Backing up and restoring server clusters

Applies To: Windows Server 2003, Windows Server 2003 R2, Windows Server 2003 with SP1, Windows Server 2003 with SP2

 

Backing up and restoring server clusters

Performing regular backups of your server cluster is imperative for high availability. This topic explains how you can use the Backup or Recovery Wizard to back up cluster nodes, describes ten cluster failure scenarios, and offers data restore solutions for each scenario using the Backup or Restore Wizard and recovery utilities from the Microsoft Windows Server 2003 Resource Kit.

For more information on backup and restore procedures, see Backing up and restoring data.

Backing up cluster data

In a server cluster, there are four groups of data critical to the proper operation of the cluster; the disk signatures and partitions of the cluster disks, the cluster quorum data, the data on the cluster disks, and the data on the individual cluster nodes.

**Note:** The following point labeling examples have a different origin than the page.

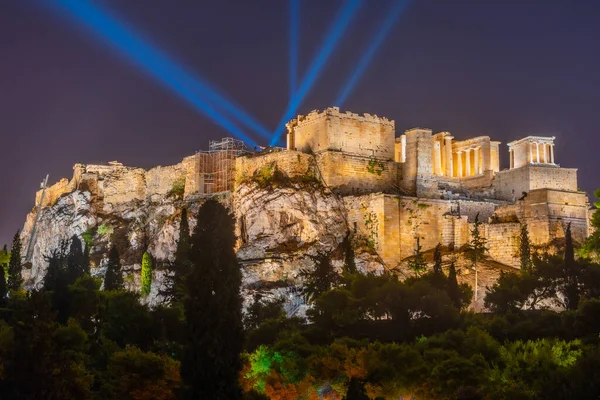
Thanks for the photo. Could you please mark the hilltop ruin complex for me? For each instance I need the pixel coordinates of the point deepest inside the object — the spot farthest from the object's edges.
(392, 188)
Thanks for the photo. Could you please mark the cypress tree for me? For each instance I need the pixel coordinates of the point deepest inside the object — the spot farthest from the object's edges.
(453, 289)
(3, 287)
(57, 281)
(349, 262)
(525, 250)
(211, 361)
(320, 279)
(146, 274)
(179, 269)
(15, 279)
(418, 264)
(437, 260)
(113, 279)
(75, 261)
(571, 285)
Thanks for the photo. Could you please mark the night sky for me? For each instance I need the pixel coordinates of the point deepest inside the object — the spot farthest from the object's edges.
(502, 68)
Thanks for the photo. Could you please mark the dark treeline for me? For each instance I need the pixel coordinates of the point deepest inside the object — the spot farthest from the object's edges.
(364, 336)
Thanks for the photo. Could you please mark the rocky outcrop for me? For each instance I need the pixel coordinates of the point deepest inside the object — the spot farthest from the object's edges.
(280, 229)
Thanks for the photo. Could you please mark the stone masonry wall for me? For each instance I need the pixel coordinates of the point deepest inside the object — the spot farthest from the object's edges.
(503, 242)
(349, 174)
(161, 180)
(291, 163)
(510, 184)
(365, 135)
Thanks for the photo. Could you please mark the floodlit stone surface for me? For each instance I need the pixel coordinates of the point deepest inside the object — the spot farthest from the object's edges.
(341, 174)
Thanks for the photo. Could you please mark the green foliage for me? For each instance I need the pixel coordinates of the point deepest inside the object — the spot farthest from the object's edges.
(262, 310)
(77, 261)
(437, 259)
(525, 249)
(15, 267)
(476, 249)
(417, 263)
(4, 257)
(375, 167)
(135, 374)
(146, 274)
(113, 278)
(3, 287)
(180, 268)
(105, 230)
(177, 189)
(591, 247)
(320, 279)
(213, 309)
(88, 237)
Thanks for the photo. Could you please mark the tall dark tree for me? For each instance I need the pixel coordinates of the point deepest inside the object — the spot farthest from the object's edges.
(320, 279)
(15, 266)
(437, 260)
(211, 361)
(571, 284)
(349, 261)
(76, 261)
(418, 264)
(113, 279)
(180, 268)
(476, 251)
(525, 250)
(57, 281)
(454, 291)
(3, 287)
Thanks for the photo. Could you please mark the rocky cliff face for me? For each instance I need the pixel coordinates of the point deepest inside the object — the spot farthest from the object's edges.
(279, 230)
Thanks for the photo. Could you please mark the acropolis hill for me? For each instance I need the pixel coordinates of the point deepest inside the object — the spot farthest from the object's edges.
(341, 175)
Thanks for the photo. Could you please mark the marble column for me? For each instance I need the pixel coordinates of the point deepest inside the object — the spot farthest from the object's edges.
(437, 160)
(530, 153)
(468, 162)
(448, 148)
(545, 147)
(403, 148)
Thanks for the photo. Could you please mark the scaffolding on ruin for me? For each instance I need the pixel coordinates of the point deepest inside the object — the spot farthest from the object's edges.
(215, 167)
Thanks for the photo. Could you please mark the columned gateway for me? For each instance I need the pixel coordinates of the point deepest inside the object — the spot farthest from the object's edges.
(531, 150)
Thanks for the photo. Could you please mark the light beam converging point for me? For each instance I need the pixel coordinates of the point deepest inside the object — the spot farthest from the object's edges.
(294, 38)
(158, 65)
(397, 9)
(335, 33)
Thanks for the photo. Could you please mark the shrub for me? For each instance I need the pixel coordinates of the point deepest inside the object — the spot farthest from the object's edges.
(105, 230)
(178, 188)
(146, 274)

  • Cluster disk signatures and partitions

  • Cluster quorum data

  • Data on the cluster disks

  • Data on the individual cluster node

Cluster disk signatures and partitions

Before you begin to back up any data on the server cluster nodes, make sure you backup the cluster disk signatures and partitions using Automated System Recovery in the Backup Wizard. This step is necessary if you later need to restore the signature of the quorum disk, for example, if you experience a complete system failure, and the signature of the quorum disk has changed since you last backed up.

Note

  • By default, Backup Operators do not have the user rights necessary to create an Automated System Recovery (ASR) backup on a cluster node. However, Backup Operators can perform this procedure if that group is added to the security descriptor for the Cluster service. You can do that using Cluster Administrator or cluster.exe. For more information, see Give a user permissions to administer a cluster and Cluster.

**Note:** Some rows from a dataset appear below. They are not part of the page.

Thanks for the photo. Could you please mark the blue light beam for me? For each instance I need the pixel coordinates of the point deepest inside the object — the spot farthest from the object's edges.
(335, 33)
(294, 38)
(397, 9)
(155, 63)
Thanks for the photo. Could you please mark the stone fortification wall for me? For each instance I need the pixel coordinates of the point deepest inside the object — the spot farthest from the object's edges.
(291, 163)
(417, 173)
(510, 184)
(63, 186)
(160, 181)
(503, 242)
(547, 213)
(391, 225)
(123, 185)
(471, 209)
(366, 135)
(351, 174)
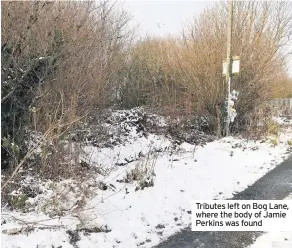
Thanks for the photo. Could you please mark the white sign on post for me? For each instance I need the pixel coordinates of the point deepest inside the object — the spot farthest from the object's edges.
(235, 65)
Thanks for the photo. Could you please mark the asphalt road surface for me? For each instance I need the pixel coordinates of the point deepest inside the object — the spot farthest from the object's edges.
(275, 185)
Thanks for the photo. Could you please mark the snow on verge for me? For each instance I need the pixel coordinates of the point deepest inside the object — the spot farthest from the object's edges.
(143, 218)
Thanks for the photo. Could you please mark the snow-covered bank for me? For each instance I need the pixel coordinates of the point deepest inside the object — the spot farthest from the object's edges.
(148, 186)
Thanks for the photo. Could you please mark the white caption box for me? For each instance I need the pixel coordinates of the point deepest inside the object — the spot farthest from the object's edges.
(242, 215)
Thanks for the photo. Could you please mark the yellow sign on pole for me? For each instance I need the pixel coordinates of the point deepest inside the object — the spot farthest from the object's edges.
(235, 65)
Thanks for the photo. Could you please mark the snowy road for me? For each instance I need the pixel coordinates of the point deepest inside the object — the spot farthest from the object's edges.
(275, 185)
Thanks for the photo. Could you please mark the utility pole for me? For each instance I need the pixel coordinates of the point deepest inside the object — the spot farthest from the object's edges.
(229, 64)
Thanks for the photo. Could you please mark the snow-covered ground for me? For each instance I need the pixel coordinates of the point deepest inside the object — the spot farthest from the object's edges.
(274, 239)
(150, 183)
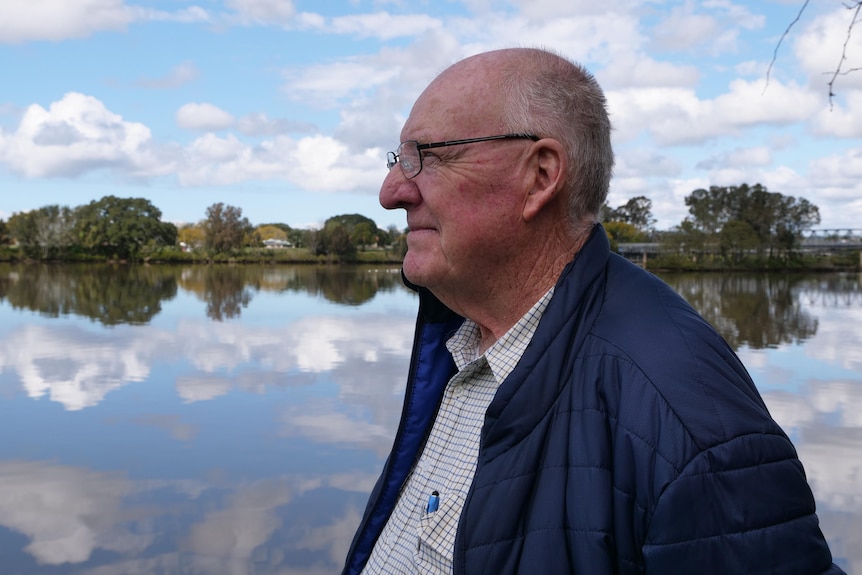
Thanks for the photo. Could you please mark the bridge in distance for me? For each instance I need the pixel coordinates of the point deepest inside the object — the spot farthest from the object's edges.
(816, 241)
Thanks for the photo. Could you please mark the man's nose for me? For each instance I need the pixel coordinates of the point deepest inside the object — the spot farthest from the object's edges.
(397, 191)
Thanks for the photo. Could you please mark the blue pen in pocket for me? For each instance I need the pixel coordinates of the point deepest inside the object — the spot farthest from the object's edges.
(433, 502)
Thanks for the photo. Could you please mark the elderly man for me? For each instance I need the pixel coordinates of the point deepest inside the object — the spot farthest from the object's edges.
(566, 411)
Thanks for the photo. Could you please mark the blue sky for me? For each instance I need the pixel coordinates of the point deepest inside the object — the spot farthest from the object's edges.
(287, 108)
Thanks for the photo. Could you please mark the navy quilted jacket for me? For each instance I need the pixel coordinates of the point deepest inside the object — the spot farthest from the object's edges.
(629, 439)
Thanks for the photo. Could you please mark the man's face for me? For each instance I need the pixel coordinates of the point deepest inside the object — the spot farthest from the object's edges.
(465, 203)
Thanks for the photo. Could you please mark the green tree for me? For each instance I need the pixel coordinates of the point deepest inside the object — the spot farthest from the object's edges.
(5, 236)
(22, 228)
(778, 221)
(620, 233)
(192, 235)
(637, 212)
(225, 228)
(46, 232)
(334, 240)
(123, 227)
(364, 234)
(736, 239)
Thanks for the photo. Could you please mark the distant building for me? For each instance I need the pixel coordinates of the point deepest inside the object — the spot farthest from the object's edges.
(274, 244)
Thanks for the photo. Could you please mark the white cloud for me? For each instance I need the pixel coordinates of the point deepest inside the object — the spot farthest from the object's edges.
(79, 370)
(178, 76)
(75, 135)
(683, 29)
(66, 512)
(677, 116)
(843, 119)
(740, 157)
(384, 26)
(57, 20)
(61, 19)
(267, 12)
(203, 116)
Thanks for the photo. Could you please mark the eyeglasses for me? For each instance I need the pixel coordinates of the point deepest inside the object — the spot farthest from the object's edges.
(408, 154)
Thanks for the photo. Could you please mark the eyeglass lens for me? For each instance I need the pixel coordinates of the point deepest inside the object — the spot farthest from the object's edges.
(408, 157)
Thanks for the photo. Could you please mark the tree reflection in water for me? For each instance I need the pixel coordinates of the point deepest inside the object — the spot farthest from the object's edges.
(109, 294)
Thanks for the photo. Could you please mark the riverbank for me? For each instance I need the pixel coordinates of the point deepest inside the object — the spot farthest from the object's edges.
(849, 261)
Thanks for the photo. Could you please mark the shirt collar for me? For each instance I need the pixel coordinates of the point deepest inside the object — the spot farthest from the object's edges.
(506, 352)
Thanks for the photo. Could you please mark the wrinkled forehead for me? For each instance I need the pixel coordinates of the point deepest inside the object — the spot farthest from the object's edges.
(463, 102)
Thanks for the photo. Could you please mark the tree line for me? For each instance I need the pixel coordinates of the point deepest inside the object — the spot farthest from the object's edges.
(132, 229)
(727, 225)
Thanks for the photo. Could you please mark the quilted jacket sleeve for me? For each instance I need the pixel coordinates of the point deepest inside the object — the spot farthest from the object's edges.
(742, 506)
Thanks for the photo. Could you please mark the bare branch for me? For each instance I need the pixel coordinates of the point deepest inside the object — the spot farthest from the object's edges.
(838, 71)
(780, 40)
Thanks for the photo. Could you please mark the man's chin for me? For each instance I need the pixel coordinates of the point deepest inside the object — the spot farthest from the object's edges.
(415, 270)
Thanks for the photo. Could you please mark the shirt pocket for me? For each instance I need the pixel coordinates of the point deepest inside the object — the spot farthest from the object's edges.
(437, 532)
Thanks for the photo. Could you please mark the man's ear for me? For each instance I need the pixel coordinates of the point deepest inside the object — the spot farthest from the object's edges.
(548, 166)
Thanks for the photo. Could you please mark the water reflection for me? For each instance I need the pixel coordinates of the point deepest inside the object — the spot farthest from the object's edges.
(121, 294)
(111, 295)
(239, 428)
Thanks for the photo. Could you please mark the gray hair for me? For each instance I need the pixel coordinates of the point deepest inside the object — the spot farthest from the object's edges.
(547, 95)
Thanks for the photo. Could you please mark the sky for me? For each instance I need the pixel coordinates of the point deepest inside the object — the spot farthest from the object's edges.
(286, 108)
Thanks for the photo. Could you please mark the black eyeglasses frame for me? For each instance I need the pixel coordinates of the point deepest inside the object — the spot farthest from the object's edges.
(392, 158)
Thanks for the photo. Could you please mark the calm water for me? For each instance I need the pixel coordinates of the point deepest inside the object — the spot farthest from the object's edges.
(231, 420)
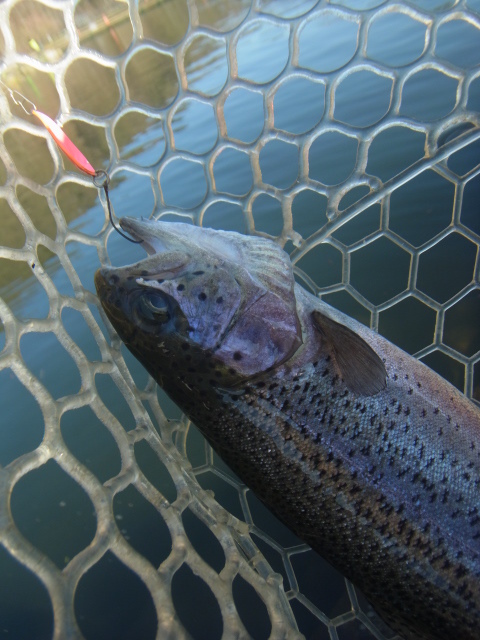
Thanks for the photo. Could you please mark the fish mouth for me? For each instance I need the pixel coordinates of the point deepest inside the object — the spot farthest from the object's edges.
(142, 231)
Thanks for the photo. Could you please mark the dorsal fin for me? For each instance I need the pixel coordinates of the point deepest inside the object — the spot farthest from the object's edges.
(360, 367)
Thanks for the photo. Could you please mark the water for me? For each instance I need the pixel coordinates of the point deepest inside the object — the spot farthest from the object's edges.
(204, 177)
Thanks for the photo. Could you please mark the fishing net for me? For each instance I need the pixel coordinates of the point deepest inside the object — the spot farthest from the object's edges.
(116, 519)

For information, see Back up cluster disk signatures and partition layouts.

Cluster quorum data

When you back up data on a server cluster node, make sure you also back up the cluster quorum. The cluster quorum is important because it contains the current cluster configuration, application registry checkpoints, and the cluster recovery log.

You can use the Backup Wizard to back up the cluster quorum data if you perform a System State backup from any node provided the Cluster service is running on that node.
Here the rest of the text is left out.